The Infer Grid method uses header extractors to determine the cell structure of the table. It generates a grid corresponding to the table's structure based off column and/or row header labels. In other words, it infers a grid structure from the header positions, hence the name.

At least one set of either column labels or row labels must be used to infer the grid using an "X Axis Extractor" or a "Y Axis Extractor". Most often an "X Axis Extractor" is used to find where the column headers are on the table and the cell locations are determined by the table's lines (whose locations were obtained via a "Detect Lines" or "Remove Lines" IP Command). Grooper then draws a grid on the document and each column's cell is extracted from the data falling within the corresponding grid's cell. The grid can also be inferred using a a "Y Axis Extractor" looking for row header labels if column headers are not available.

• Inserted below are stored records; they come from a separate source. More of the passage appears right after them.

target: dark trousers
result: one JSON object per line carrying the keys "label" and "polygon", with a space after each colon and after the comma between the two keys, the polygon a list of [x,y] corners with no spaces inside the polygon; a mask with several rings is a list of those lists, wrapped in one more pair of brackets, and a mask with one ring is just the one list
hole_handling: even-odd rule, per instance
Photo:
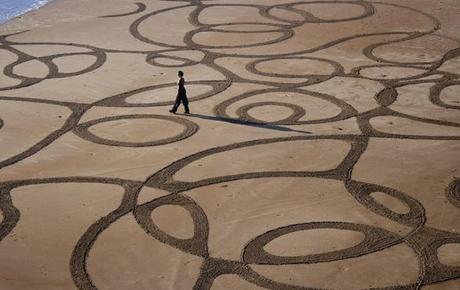
{"label": "dark trousers", "polygon": [[177,97],[176,97],[176,102],[174,103],[174,106],[172,108],[172,111],[176,112],[177,111],[177,108],[179,107],[180,103],[182,102],[182,104],[184,105],[184,108],[185,108],[185,112],[186,113],[189,113],[189,109],[188,109],[188,99],[187,99],[187,95],[185,93],[178,93],[177,94]]}

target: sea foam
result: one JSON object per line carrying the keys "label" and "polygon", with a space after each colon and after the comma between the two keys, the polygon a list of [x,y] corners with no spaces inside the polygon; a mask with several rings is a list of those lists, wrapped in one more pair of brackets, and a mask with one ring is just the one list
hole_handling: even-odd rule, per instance
{"label": "sea foam", "polygon": [[51,0],[0,0],[0,23],[38,9]]}

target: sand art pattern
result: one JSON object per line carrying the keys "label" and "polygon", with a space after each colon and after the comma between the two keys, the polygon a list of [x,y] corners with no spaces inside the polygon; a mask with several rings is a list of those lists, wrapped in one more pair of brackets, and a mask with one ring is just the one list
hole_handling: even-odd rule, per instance
{"label": "sand art pattern", "polygon": [[[88,261],[91,259],[92,249],[98,243],[98,239],[110,231],[120,220],[128,216],[135,218],[137,226],[144,231],[145,235],[149,235],[152,241],[160,242],[172,247],[174,251],[198,259],[199,267],[195,270],[198,275],[193,283],[188,285],[189,289],[217,289],[219,285],[216,284],[216,281],[224,276],[230,277],[229,275],[237,277],[240,280],[238,283],[243,284],[229,286],[228,289],[232,287],[238,289],[238,287],[242,287],[241,285],[246,285],[246,289],[325,289],[316,284],[305,283],[302,285],[299,281],[290,282],[290,280],[280,278],[280,276],[272,275],[272,271],[284,269],[282,271],[286,272],[289,271],[289,267],[296,269],[295,267],[309,267],[316,264],[318,267],[326,267],[325,265],[328,263],[365,258],[400,246],[410,248],[412,254],[416,256],[417,265],[414,267],[418,269],[417,277],[412,281],[397,281],[389,284],[384,282],[383,285],[378,285],[372,289],[420,289],[424,286],[445,283],[449,280],[455,281],[460,278],[458,261],[447,263],[439,257],[439,249],[458,248],[460,245],[460,234],[456,230],[451,231],[427,224],[425,205],[412,194],[381,185],[378,182],[365,182],[354,175],[355,167],[370,150],[371,140],[452,141],[454,144],[460,142],[458,115],[450,119],[438,117],[439,115],[429,116],[420,112],[401,109],[400,107],[404,107],[404,103],[402,105],[399,103],[405,90],[422,86],[428,92],[428,102],[436,110],[441,113],[449,112],[447,115],[460,113],[458,99],[445,98],[445,92],[449,88],[460,86],[460,71],[445,69],[447,64],[460,58],[460,41],[448,39],[447,36],[443,37],[438,33],[441,29],[441,23],[438,19],[404,5],[373,1],[292,1],[287,3],[284,1],[276,4],[250,4],[251,1],[247,1],[247,4],[239,4],[232,3],[233,1],[224,3],[222,1],[195,0],[164,0],[159,2],[168,2],[168,5],[165,5],[166,8],[158,10],[152,8],[155,6],[147,3],[133,3],[131,4],[132,11],[100,15],[99,17],[101,21],[131,17],[130,19],[134,20],[125,29],[129,30],[131,37],[135,38],[136,41],[143,43],[142,47],[151,45],[151,50],[122,50],[96,47],[84,43],[14,40],[15,37],[20,37],[26,32],[0,36],[0,49],[17,57],[16,60],[5,64],[3,67],[3,74],[11,82],[0,83],[2,85],[0,91],[3,92],[3,96],[0,95],[0,106],[5,102],[18,106],[21,104],[42,104],[60,106],[69,111],[68,115],[62,117],[62,126],[46,132],[43,137],[21,152],[16,152],[0,160],[0,173],[8,167],[47,150],[53,143],[59,142],[59,139],[69,136],[69,134],[73,135],[72,138],[80,138],[84,142],[95,143],[107,148],[119,147],[124,150],[137,150],[141,147],[146,150],[150,148],[153,150],[161,148],[161,146],[181,144],[181,142],[198,138],[203,128],[201,125],[203,123],[199,124],[199,121],[203,120],[230,126],[249,126],[254,130],[270,130],[285,135],[270,138],[253,136],[252,140],[212,145],[192,154],[187,154],[187,156],[170,157],[166,166],[160,170],[150,171],[145,180],[91,175],[2,180],[0,182],[0,211],[3,214],[3,220],[0,224],[0,241],[6,240],[9,235],[14,234],[15,228],[21,223],[21,209],[15,205],[15,190],[46,184],[102,184],[119,187],[123,193],[117,207],[108,213],[101,213],[89,227],[84,229],[84,234],[74,241],[71,258],[68,261],[70,267],[68,272],[70,272],[75,286],[81,290],[108,289],[98,285],[97,279],[93,278]],[[262,1],[256,2],[261,3]],[[334,5],[346,6],[349,10],[345,11],[353,13],[351,15],[338,15],[335,18],[317,13],[330,9],[328,7],[333,8]],[[248,17],[241,17],[241,21],[238,20],[239,18],[232,20],[229,17],[223,17],[222,21],[219,21],[219,18],[211,21],[212,14],[220,9],[227,9],[232,13],[241,11],[243,15],[247,13]],[[423,27],[414,27],[413,30],[400,31],[386,30],[384,26],[379,27],[375,32],[357,29],[359,31],[355,33],[351,29],[350,31],[353,33],[344,34],[343,37],[330,39],[324,43],[311,43],[309,47],[305,46],[303,49],[293,50],[288,46],[283,46],[284,43],[294,41],[299,30],[304,27],[311,25],[319,31],[322,28],[336,29],[330,27],[332,25],[340,27],[340,25],[346,25],[350,22],[375,19],[380,11],[392,11],[392,9],[405,11],[404,13],[407,15],[423,19],[429,24]],[[180,31],[182,39],[179,40],[176,39],[178,38],[177,34],[172,33],[170,34],[171,38],[155,37],[155,25],[151,23],[154,23],[155,19],[162,17],[162,15],[175,15],[174,13],[187,15],[186,21],[190,25],[190,30]],[[146,23],[150,23],[149,26],[146,26]],[[443,53],[440,58],[420,61],[416,59],[404,60],[398,56],[392,59],[381,53],[385,47],[433,35],[439,39],[455,43],[455,47]],[[214,36],[219,37],[220,41],[213,42]],[[328,58],[328,51],[331,49],[363,39],[369,40],[368,43],[363,49],[354,53],[361,55],[364,61],[361,60],[355,65],[345,67],[340,60]],[[33,50],[34,47],[39,46],[56,46],[57,50],[66,49],[63,49],[61,53],[42,56],[27,52],[27,49]],[[192,113],[200,104],[211,102],[214,99],[212,101],[212,114],[195,117],[193,114],[190,117],[167,115],[168,108],[173,104],[172,97],[170,100],[152,99],[147,101],[139,98],[136,100],[135,98],[139,94],[153,95],[158,90],[174,89],[176,84],[173,82],[153,83],[92,102],[61,101],[47,98],[44,95],[34,98],[9,96],[9,93],[15,90],[32,88],[50,80],[72,80],[85,74],[94,73],[106,66],[114,55],[119,54],[128,54],[133,57],[141,56],[145,59],[146,65],[157,68],[185,69],[186,73],[188,73],[188,67],[204,65],[214,71],[216,75],[224,76],[222,79],[187,82],[188,88],[193,86],[208,88],[207,91],[190,96]],[[80,57],[90,57],[91,61],[82,61],[86,66],[82,66],[76,71],[66,71],[60,67],[59,60],[67,57],[72,57],[77,62]],[[229,62],[225,61],[229,59],[234,60],[231,65],[227,65]],[[21,66],[31,62],[43,66],[45,73],[31,75],[30,72],[24,73],[20,69]],[[349,63],[353,64],[352,61]],[[239,66],[238,69],[244,73],[239,73],[238,69],[234,68],[235,66]],[[301,69],[289,69],[292,66],[299,66]],[[190,71],[189,74],[192,72]],[[318,89],[333,83],[335,80],[375,84],[376,93],[371,94],[373,105],[365,109],[358,108],[356,103],[350,102],[347,98]],[[113,85],[116,86],[116,84]],[[247,86],[248,89],[245,91],[231,90],[231,88],[238,86],[242,86],[243,89]],[[426,96],[421,94],[417,97]],[[327,108],[327,112],[322,114],[321,109],[312,112],[312,109],[309,108],[310,105],[319,106],[314,108]],[[288,113],[283,114],[279,119],[264,119],[264,109],[274,107]],[[86,118],[95,109],[112,108],[130,109],[130,111],[123,111],[125,113],[115,116],[110,114],[96,119]],[[155,111],[156,113],[153,114],[145,110],[136,113],[135,110],[139,108],[160,108],[165,113],[161,115],[160,111]],[[318,115],[314,115],[315,113]],[[130,122],[133,120],[140,122],[161,121],[165,124],[172,124],[174,128],[178,127],[179,129],[171,132],[171,135],[168,135],[168,132],[167,136],[164,137],[139,141],[112,139],[109,134],[102,135],[99,134],[100,130],[92,130],[92,128],[110,122]],[[391,126],[383,126],[381,120],[386,120],[390,124],[391,122],[419,124],[422,129],[411,131],[411,128],[414,127],[408,125],[398,131],[392,129]],[[358,132],[336,131],[334,133],[329,131],[322,134],[308,131],[310,128],[314,128],[308,126],[336,127],[337,124],[344,121],[355,123]],[[0,134],[7,125],[8,120],[2,118],[0,114]],[[423,129],[425,127],[428,129]],[[261,165],[257,169],[257,160],[249,160],[248,162],[255,162],[255,164],[246,171],[232,172],[231,169],[222,169],[225,165],[221,163],[221,167],[215,167],[212,172],[214,175],[203,176],[197,172],[200,168],[196,166],[207,164],[207,162],[208,164],[218,162],[215,160],[228,154],[238,156],[241,152],[246,152],[245,150],[257,152],[258,150],[263,151],[263,148],[278,148],[276,146],[289,148],[289,146],[298,146],[298,144],[301,144],[299,146],[305,145],[307,148],[316,144],[319,147],[332,146],[332,148],[344,147],[346,149],[343,149],[343,156],[338,156],[337,162],[329,167],[312,165],[306,169],[302,166],[293,166],[293,169],[289,169],[289,164],[285,164],[284,167],[281,166],[283,168]],[[204,142],[204,146],[206,146],[206,142]],[[442,151],[443,148],[438,150]],[[107,155],[110,154],[109,152]],[[164,153],[152,151],[151,154]],[[313,156],[312,159],[305,162],[314,162],[314,160],[315,157]],[[285,162],[291,161],[286,160]],[[187,174],[192,174],[192,176],[187,177]],[[275,182],[273,184],[276,182],[293,184],[305,182],[304,188],[308,188],[310,183],[319,186],[323,184],[326,186],[325,191],[341,190],[343,192],[337,193],[337,196],[340,194],[347,195],[347,198],[350,197],[359,204],[360,209],[357,211],[369,213],[373,217],[375,216],[375,219],[369,222],[366,219],[359,221],[358,219],[346,218],[347,214],[344,213],[343,219],[332,217],[321,220],[321,218],[309,219],[309,213],[302,213],[298,216],[296,223],[273,223],[270,224],[271,228],[264,231],[260,231],[260,229],[249,230],[250,236],[243,237],[245,240],[241,241],[243,248],[240,249],[239,257],[232,256],[224,250],[222,251],[225,253],[217,250],[217,254],[215,254],[215,250],[210,250],[210,248],[217,247],[215,244],[209,245],[210,235],[215,230],[211,216],[219,215],[219,213],[210,213],[210,207],[202,205],[202,196],[208,194],[203,192],[212,191],[214,196],[209,198],[219,200],[220,197],[218,196],[221,194],[219,191],[231,192],[229,186],[231,188],[233,184],[241,183],[241,187],[245,188],[245,192],[249,195],[252,188],[263,187],[263,183],[270,182]],[[449,206],[458,210],[460,208],[460,179],[450,179],[444,188],[443,198],[448,201]],[[139,199],[140,193],[145,190],[158,190],[164,194],[153,197],[151,200]],[[285,192],[285,194],[290,193]],[[238,196],[243,197],[243,194]],[[383,200],[393,200],[403,210],[380,202],[377,196]],[[255,197],[254,200],[259,199],[263,199],[263,197]],[[337,199],[337,202],[340,203],[340,200]],[[251,199],[248,199],[248,203],[251,203]],[[191,228],[193,228],[189,235],[174,235],[174,230],[166,230],[156,222],[155,211],[168,206],[180,208],[185,212],[184,217],[190,219],[188,222],[192,224]],[[310,211],[310,209],[306,208],[304,211]],[[445,212],[444,214],[449,215],[451,213]],[[458,213],[455,214],[458,216]],[[267,217],[267,219],[271,218],[273,217],[270,215]],[[392,226],[380,226],[382,223],[394,225],[394,230]],[[249,222],[249,226],[250,224]],[[399,227],[403,230],[396,230]],[[63,230],[65,231],[65,229]],[[289,254],[289,251],[283,252],[275,249],[276,247],[273,248],[277,240],[292,238],[295,234],[315,231],[321,233],[327,230],[356,234],[361,238],[346,247],[330,248],[318,253],[295,252]],[[286,243],[284,247],[288,245],[289,243]],[[2,242],[0,242],[0,248],[1,246]],[[225,243],[221,243],[218,247],[223,249],[226,246]],[[130,255],[129,252],[125,254]],[[145,255],[153,258],[155,254],[155,252],[145,253]],[[113,273],[113,275],[117,274]],[[181,278],[179,277],[179,279]],[[151,283],[152,289],[160,289],[154,279],[151,280]],[[329,288],[335,288],[335,286],[332,285]],[[131,289],[135,289],[135,287]]]}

Optionally, both an "X Axis Extractor" and a "Y Axis Extractor" can be used to infer the table structure using both row headers and column headers. This approach can infer a grid on tables that do not have lines drawn between rows and columns. Knowing a location of a row header and the location of a column header, Grooper can infer the cell location of where they intersect on the table. Once Grooper knows that location, it can extract the text falling inside that location even without boundary lines drawn around the cell.

Infer Grid excels at table extraction where table lines are present. It also excels at some specialized use cases. Sometimes, text falling in a table's cells use a specialized font not easily read by the main OCR profile used to grab a document's text data. In these cases, a secondary OCR profile can be run on the cells in a column to reprocess the raw text data, targeting that specialized font. Infer Grid also has functionality to easily read checkboxes in a table through OMR detection.